Medidas paliativas estão sendo realizadas para minimizar os problemas de poluição.

Uma visita técnica no rio Poti, realizada pela secretaria municipal de Meio Ambiente, através do secretário, Aluísio Sampaio, reuniu o procurador do Ministério Público, Kelston Lages, o diretor da Agespisa, Raimundo Trigo, o secretário estadual do Meio Ambiente, Ziza Carvalho e o superintendente de recursos hídricos da SEMAR, Romildo Mafra.

O encontro dos órgãos responsáveis pelo rio Poti, juntamente com o Ministério Público, principal órgão fiscalizador, teve como objetivo conhecer a situação atual do rio Poti, que sofre com a proliferação de aguapés e canaranas, plantas aquáticas que são danosas e refletem o grave problema de poluição.

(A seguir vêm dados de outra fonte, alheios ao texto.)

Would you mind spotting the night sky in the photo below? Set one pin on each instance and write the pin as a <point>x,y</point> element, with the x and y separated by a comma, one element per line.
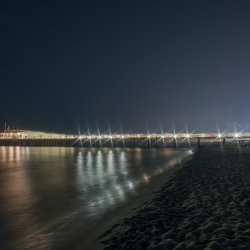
<point>130,64</point>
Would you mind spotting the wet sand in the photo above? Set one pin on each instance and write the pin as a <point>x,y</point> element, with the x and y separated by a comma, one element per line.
<point>205,205</point>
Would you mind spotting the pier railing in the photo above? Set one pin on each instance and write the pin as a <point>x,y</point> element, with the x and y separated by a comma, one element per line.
<point>117,140</point>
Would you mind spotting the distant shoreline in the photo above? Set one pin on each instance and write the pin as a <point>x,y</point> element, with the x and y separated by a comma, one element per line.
<point>206,204</point>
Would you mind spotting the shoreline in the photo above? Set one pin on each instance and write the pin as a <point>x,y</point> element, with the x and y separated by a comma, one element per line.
<point>145,195</point>
<point>204,205</point>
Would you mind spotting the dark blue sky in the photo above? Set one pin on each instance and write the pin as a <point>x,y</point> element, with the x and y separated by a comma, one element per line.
<point>134,64</point>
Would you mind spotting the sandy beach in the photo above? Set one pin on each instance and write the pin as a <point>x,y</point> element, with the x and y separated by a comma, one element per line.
<point>205,205</point>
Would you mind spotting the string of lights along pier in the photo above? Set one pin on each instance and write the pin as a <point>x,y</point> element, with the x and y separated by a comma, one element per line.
<point>16,137</point>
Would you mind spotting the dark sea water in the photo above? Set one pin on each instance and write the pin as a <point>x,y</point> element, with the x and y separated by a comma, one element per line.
<point>59,198</point>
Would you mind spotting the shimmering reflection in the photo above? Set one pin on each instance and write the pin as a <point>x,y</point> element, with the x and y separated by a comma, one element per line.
<point>50,196</point>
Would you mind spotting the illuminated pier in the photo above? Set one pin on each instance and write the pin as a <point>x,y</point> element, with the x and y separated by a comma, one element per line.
<point>32,138</point>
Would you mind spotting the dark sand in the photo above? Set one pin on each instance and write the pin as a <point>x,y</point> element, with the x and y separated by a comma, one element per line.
<point>205,205</point>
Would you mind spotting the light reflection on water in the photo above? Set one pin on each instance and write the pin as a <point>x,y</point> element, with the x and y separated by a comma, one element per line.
<point>44,191</point>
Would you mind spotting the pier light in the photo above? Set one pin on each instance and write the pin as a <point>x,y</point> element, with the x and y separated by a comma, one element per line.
<point>236,135</point>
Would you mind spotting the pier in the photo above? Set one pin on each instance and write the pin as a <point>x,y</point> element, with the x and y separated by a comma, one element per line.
<point>42,139</point>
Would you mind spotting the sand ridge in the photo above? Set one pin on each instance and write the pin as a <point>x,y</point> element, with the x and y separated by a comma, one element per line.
<point>205,205</point>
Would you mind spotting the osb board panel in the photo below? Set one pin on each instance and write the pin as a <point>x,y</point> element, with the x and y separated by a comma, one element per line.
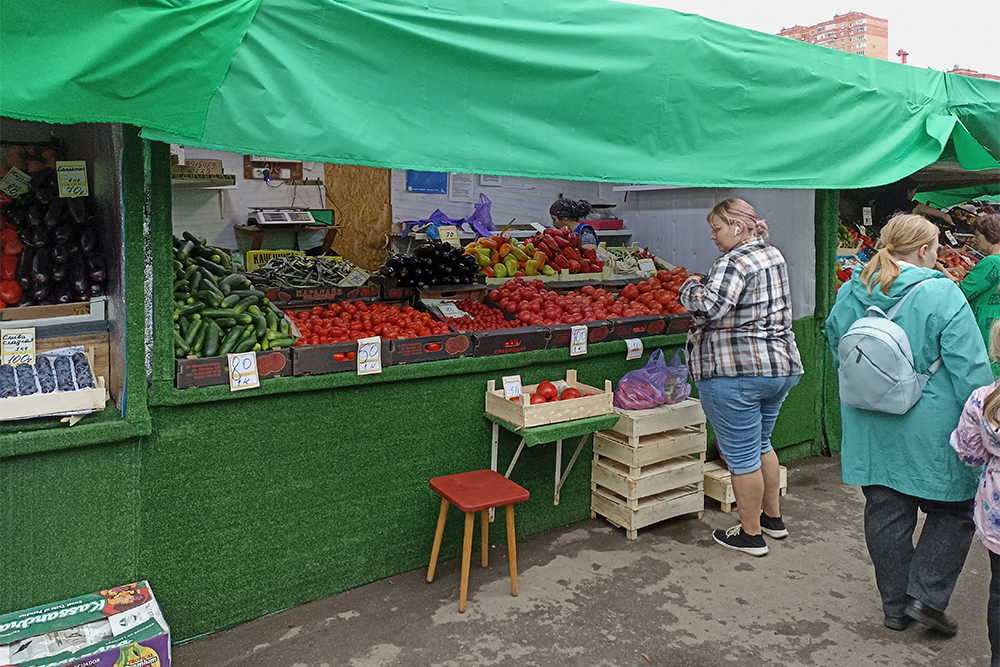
<point>360,198</point>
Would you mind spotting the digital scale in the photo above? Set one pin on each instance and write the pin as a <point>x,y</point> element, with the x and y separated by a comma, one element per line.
<point>265,217</point>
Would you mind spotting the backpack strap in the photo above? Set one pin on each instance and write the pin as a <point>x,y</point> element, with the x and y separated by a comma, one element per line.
<point>892,313</point>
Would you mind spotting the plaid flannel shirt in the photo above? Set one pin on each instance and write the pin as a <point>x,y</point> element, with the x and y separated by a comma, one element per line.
<point>742,316</point>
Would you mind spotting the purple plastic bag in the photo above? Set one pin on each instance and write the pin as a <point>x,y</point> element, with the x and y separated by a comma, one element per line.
<point>642,388</point>
<point>675,382</point>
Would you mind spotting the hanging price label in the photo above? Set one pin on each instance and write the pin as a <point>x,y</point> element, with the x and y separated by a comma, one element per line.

A visita foi conduzida no barco draga, que há dois meses realiza a retirada dos aguapés do rio. O procurador Kelston Lages, observando a realidade, destacou a urgência em se intensificar o trabalho de ampliação do esgotamento sanitário que atende apenas 17%. 

“A poluição do rio é um problema principalmente da precária qualidade a rede de esgotamento sanitário. É preciso ampliar essa rede de tratamento do esgoto, identificar os poluentes e também trabalhar a conscientização da população", destacou o procurador.

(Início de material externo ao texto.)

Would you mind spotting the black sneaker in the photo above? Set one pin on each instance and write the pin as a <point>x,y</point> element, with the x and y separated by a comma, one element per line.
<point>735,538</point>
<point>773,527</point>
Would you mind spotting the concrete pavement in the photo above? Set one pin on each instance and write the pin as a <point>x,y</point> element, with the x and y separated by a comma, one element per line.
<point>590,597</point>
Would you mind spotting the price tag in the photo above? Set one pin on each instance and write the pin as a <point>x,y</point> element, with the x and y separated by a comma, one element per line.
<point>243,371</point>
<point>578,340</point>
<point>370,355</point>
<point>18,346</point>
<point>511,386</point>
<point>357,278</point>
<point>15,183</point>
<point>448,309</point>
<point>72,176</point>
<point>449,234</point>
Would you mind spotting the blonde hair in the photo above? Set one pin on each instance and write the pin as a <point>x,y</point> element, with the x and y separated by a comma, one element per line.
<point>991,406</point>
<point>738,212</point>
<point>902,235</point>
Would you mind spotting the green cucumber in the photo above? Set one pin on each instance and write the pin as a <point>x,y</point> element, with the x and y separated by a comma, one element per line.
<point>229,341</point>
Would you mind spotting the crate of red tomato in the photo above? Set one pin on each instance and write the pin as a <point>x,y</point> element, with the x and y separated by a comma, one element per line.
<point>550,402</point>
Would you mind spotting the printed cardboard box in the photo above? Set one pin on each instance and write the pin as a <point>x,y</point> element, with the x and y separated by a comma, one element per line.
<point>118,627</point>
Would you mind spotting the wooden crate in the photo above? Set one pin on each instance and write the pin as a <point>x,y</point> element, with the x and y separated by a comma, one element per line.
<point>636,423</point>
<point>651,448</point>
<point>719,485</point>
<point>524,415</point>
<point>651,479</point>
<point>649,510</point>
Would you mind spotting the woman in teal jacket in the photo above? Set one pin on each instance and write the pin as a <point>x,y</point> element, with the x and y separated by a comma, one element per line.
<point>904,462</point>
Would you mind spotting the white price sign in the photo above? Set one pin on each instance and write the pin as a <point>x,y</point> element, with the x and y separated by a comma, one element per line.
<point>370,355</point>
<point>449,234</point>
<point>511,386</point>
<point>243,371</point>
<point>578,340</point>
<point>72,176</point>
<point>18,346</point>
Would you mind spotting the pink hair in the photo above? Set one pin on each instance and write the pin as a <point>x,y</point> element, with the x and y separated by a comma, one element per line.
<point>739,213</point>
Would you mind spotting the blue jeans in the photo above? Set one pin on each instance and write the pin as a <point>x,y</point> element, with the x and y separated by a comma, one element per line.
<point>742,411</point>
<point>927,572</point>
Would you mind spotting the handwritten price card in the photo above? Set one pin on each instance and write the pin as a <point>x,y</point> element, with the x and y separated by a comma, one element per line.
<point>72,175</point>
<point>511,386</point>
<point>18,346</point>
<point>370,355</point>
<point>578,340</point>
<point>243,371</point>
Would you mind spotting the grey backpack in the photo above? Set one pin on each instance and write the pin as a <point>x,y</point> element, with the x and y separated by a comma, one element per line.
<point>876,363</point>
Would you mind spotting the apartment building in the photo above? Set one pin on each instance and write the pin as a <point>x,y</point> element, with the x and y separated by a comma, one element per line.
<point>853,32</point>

Enquanto a questão do esgotamento sanitário não avança, a solução paliativa buscada pela secretaria municipal de Meio Ambiente, tem sido a retirada dos aguapés através de um barco draga que desde o início de setembro está trabalhando no rio.

“O principal ponto agora é termos a consciência que a Semam, já está dando sua contra partida.Para aumentar a eficiência precisamos de uma parceria com a Agespisa e com a Secretaria Estadual do Meio Ambiente. Precisamos unir forças, pois tomar de conta sozinha de um problema como esse, não é o correto", explicou Aluísio Sampaio.

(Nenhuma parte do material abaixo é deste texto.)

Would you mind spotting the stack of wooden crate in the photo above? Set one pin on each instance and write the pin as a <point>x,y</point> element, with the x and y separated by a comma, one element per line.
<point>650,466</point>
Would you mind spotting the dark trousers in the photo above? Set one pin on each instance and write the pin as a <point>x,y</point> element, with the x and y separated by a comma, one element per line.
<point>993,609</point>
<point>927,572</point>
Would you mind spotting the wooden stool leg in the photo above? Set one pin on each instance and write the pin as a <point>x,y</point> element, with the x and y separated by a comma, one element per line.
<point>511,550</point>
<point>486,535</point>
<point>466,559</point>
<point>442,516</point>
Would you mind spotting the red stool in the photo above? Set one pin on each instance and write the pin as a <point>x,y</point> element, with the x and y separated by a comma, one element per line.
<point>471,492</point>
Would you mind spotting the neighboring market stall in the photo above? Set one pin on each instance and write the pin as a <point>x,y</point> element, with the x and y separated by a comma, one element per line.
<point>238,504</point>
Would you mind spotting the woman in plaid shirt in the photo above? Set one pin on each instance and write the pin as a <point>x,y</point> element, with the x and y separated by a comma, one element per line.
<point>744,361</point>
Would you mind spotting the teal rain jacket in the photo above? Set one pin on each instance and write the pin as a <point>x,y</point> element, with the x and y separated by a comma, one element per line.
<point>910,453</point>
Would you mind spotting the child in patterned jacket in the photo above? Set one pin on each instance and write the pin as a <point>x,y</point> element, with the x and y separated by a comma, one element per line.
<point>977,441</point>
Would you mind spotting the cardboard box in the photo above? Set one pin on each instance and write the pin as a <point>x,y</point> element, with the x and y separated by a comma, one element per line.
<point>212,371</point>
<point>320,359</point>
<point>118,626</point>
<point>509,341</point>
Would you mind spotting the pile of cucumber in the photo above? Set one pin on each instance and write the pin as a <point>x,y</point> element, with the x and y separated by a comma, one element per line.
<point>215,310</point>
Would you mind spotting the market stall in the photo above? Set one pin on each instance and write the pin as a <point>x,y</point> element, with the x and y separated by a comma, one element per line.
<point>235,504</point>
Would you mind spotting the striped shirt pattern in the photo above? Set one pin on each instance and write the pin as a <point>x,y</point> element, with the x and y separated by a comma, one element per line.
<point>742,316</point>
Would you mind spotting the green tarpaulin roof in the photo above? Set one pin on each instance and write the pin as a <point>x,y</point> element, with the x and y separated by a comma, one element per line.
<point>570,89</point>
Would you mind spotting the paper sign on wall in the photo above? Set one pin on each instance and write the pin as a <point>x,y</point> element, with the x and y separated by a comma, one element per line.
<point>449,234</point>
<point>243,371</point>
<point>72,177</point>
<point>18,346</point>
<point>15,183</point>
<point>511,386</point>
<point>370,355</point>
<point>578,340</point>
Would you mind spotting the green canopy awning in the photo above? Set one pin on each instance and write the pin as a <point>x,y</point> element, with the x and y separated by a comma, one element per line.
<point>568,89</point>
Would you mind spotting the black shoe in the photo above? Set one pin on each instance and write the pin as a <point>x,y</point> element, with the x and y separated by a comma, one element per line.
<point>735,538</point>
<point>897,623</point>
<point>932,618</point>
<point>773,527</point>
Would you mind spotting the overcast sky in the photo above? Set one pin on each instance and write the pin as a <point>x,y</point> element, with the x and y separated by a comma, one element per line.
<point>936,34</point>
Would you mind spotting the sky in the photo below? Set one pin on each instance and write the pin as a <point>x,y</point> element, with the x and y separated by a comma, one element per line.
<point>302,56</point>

Aderindo a causa de salvar o rio, o secretário estadual de Meio Ambiente, Ziza Carvalho, colocou-se disponível para contribuir no trabalho de limpeza.“Vamos ajudar a Secretaria Municipal de Meio Ambiente, no aluguel de alguns equipamentos que agilizem o processo de retirada das plantas. Já estamos inclusive com o orçamento em mãos", destacou Ziza.

O Ministério Público após verificar a ação que está sendo feita pela Semam, solicitou a criação de um projeto de execução, que tenha um prazo de até 30 dias, para a limpeza do rio. 

"A Semam vai criar um plano que identifique as competências de todos que estão envolvidos nessa questão ambiental de Teresina. Vamos especificar em documento, a função e o dever que cada gestor precisa assumir. Pretendemos no mês de novembro resolver de forma mais definitiva a questão da limpeza do rio Poti", comentou o secretário Aluísio Sampaio.